Adding workflow tests with Planemo


Ensuring a Tutorial has a Workflow

  1. Find a tutorial that you’re interested in, that doesn’t currently have tests.

    This tutorial has a workflow (.ga) and a test, notice the -test.yml that has the same name as the workflow .ga file.

    machinelearning/workflows/machine_learning.ga
    machinelearning/workflows/machine_learning-test.yml
    

    You want to find tutorials without the -test.yml file. The workflow file might also be missing.

  2. Check if it has a workflow (if it does, skip to step 5.)
  3. Follow the tutorial
  4. Extract a workflow from the history
  5. Run that workflow in a new history to test

Extract Tests (Online Version)

If you are on UseGalaxy.org or another server running 24.2 or later, you can use PWDK, a version of planemo running online to generate the workflow tests.

However if you are on an older version of Galaxy, or a private Galaxy server, then you’ll need to do the following:

Extract Tests (Manual Version)

  1. Obtain the workflow invocation ID, and your API key (User → Preferences → Manage API Key)

    screenshot of the workflow invocation page.

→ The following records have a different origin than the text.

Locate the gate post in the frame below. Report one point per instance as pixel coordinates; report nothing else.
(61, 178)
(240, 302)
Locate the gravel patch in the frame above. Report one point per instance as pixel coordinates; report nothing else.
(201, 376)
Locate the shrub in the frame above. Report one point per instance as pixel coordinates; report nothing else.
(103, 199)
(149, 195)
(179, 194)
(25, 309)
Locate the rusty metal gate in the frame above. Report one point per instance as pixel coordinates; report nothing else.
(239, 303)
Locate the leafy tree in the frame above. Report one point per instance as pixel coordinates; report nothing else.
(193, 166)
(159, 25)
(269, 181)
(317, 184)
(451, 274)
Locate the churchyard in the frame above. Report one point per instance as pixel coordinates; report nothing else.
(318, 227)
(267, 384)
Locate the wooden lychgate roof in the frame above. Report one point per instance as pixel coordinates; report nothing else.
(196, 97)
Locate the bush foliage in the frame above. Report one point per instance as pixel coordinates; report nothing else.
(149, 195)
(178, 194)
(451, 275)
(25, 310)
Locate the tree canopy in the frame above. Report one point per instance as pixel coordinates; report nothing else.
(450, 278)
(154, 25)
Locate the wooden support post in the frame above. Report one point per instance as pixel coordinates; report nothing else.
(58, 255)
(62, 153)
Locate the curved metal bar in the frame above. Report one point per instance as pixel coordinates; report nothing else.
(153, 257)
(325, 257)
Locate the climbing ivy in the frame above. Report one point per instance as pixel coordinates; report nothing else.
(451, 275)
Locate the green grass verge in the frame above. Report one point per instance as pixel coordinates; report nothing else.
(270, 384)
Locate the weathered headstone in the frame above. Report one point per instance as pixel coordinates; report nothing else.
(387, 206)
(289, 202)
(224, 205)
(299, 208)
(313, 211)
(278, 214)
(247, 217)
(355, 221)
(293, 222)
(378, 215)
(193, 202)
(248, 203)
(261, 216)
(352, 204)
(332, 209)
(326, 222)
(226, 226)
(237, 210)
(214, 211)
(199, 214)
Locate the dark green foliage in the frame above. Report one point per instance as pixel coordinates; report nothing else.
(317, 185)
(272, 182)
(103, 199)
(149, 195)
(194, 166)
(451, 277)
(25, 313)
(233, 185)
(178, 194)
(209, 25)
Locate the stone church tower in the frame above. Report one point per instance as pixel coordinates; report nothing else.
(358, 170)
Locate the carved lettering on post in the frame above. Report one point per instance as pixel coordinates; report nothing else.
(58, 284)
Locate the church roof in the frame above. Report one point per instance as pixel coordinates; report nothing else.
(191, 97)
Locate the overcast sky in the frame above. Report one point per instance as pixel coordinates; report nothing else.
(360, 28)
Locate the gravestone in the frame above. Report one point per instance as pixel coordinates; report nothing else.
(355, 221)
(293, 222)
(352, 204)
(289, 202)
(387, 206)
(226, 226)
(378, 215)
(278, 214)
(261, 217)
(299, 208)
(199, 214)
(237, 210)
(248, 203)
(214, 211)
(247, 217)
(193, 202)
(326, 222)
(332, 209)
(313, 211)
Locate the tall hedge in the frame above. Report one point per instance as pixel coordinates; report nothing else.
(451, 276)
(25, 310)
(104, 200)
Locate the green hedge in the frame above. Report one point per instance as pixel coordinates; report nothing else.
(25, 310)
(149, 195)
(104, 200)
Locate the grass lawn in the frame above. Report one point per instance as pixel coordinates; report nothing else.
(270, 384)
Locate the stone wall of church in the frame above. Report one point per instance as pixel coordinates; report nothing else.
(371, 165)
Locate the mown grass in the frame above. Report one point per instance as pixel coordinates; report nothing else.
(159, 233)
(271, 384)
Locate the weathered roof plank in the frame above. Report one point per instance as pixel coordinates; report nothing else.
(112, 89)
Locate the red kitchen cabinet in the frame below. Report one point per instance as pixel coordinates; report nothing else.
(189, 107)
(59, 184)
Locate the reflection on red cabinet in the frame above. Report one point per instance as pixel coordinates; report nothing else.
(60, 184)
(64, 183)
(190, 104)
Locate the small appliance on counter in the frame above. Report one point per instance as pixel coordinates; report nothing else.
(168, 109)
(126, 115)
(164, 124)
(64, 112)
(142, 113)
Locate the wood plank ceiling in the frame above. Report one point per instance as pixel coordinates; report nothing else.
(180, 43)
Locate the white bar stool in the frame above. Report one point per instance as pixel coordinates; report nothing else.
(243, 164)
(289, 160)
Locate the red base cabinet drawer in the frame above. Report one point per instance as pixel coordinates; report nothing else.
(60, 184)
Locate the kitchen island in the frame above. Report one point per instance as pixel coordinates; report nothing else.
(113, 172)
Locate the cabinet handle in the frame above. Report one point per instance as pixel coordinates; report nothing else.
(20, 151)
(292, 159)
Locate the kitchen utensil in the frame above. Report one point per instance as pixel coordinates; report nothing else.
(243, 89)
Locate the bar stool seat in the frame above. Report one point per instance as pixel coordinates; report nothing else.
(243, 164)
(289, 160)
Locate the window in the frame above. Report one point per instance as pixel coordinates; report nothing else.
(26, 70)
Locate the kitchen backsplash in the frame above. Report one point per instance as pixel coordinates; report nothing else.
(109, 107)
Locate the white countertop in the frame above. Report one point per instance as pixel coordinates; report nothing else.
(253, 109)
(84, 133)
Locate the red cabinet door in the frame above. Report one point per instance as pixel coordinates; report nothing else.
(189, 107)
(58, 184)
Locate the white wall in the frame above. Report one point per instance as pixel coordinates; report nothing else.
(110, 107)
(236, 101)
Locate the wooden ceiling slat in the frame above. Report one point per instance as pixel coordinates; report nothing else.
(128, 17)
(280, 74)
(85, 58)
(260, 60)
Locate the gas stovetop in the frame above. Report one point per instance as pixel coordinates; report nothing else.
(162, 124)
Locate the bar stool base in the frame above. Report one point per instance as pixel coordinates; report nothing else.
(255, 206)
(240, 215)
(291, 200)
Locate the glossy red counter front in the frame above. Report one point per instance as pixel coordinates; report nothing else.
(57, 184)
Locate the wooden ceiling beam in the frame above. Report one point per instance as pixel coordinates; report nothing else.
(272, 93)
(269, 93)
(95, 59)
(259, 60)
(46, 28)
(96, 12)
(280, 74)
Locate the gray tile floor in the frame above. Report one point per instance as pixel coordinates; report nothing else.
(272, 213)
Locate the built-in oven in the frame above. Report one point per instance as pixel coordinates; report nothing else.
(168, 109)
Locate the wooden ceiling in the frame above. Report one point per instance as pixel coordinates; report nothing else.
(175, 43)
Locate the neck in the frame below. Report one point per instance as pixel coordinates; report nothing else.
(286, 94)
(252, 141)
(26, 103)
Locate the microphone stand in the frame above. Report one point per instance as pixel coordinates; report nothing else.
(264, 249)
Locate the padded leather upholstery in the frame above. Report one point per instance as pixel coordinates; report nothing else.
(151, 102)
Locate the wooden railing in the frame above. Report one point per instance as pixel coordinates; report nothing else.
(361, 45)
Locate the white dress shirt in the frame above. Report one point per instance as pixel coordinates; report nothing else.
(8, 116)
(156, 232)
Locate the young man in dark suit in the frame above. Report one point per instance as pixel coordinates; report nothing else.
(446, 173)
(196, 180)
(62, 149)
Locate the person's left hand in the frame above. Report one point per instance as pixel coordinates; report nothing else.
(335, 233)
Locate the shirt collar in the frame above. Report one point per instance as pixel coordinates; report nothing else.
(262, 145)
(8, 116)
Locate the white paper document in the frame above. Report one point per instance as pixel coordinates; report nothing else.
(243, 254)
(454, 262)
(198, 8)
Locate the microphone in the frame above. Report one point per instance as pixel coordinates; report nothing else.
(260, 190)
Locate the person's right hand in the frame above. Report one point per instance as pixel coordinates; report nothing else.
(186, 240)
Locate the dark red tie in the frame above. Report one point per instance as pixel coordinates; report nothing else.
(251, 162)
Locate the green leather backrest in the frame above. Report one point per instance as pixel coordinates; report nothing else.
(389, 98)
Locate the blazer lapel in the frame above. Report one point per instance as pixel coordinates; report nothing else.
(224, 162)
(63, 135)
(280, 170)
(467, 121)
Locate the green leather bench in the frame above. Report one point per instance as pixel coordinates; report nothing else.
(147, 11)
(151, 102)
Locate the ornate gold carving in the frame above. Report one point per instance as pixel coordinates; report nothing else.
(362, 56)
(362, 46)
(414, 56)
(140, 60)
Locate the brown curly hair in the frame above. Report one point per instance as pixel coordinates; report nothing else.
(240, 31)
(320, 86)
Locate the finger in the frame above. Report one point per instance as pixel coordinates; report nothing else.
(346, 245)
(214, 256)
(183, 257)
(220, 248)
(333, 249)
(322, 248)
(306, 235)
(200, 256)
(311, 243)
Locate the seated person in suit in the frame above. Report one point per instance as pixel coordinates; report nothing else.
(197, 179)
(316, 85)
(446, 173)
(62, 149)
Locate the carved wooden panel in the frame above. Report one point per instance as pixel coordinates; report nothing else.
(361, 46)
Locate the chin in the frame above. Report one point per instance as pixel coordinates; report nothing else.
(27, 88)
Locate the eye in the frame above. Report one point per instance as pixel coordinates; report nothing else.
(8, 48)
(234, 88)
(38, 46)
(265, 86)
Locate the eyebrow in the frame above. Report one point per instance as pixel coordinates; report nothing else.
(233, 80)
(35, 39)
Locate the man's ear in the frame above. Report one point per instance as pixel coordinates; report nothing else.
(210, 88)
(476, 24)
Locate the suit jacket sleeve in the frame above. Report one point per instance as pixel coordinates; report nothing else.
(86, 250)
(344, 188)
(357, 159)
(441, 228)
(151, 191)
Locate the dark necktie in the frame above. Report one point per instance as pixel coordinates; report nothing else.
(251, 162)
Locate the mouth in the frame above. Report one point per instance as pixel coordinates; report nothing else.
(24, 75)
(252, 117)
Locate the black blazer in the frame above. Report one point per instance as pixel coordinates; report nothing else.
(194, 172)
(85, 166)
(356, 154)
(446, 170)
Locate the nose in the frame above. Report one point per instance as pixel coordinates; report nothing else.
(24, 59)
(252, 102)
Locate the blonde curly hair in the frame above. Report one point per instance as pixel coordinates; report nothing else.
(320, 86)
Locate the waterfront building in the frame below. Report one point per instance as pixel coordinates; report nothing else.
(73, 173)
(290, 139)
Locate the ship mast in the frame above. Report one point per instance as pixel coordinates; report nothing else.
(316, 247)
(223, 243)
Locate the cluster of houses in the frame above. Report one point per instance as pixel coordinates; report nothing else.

The user drop down shows where to find this page, and a red box circles a field named "Invocation ID"

  2. Install the latest version of planemo

    # In a virtualenv
    pip install planemo
    
  3. Run the command to initialise a workflow test from the workflows/ subdirectory - if it doesn’t exist, you might need to create it first.

    planemo workflow_test_init --from_invocation <INVOCATION ID> --galaxy_url <GALAXY SERVER URL> --galaxy_user_key <GALAXY API KEY>
    

    This will produce a folder of files, for example from a testing workflow:

    $ tree
    .
    ├── test-data
    │   ├── input dataset(s).shapefile.shp
    │   └── shapefile.shp
    ├── testing-openlayer.ga
    └── testing-openlayer-tests.yml
    

Adding Your Tests to the GTN

  1. You will need to check the -tests.yml file, it has some automatically generated comparisons. Namely it tests that output data matches the test-data exactly, however, you might want to replace that with assertions that check for e.g. correct file size, or specific text content you expect to see.

  2. If the files in test-data are already uploaded to Zenodo, to save disk space, you should delete them from the test-data dir and use their URL in the -tests.yml file, as in this example:

    - doc: Test the M. Tuberculosis Variant Analysis workflow
      job:
         'Read 1':
            location: https://zenodo.org/record/3960260/files/004-2_1.fastq.gz
            class: File
            filetype: fastqsanger.gz
    
  3. Add tests on the outputs! Check the planemo reference if you need more detail.

    - doc: Test the M. Tuberculosis Variant Analysis workflow
      job:
         # Simple explicit Inputs
         'Read 1':
            location: https://zenodo.org/record/3960260/files/004-2_1.fastq.gz
            class: File
            filetype: fastqsanger.gz
      outputs:
        jbrowse_html:
          asserts:
            has_text:
              text: "JBrowseDefaultMainPage"
        snippy_fasta:
          asserts:
            has_line:
              line: '>Wildtype Staphylococcus aureus strain WT.'
        snippy_tabular:
          asserts:
            has_n_columns:
              n: 2
    
  4. Contribute all of those files to the GTN in a PR, adding them to the workflows/ folder of your tutorial.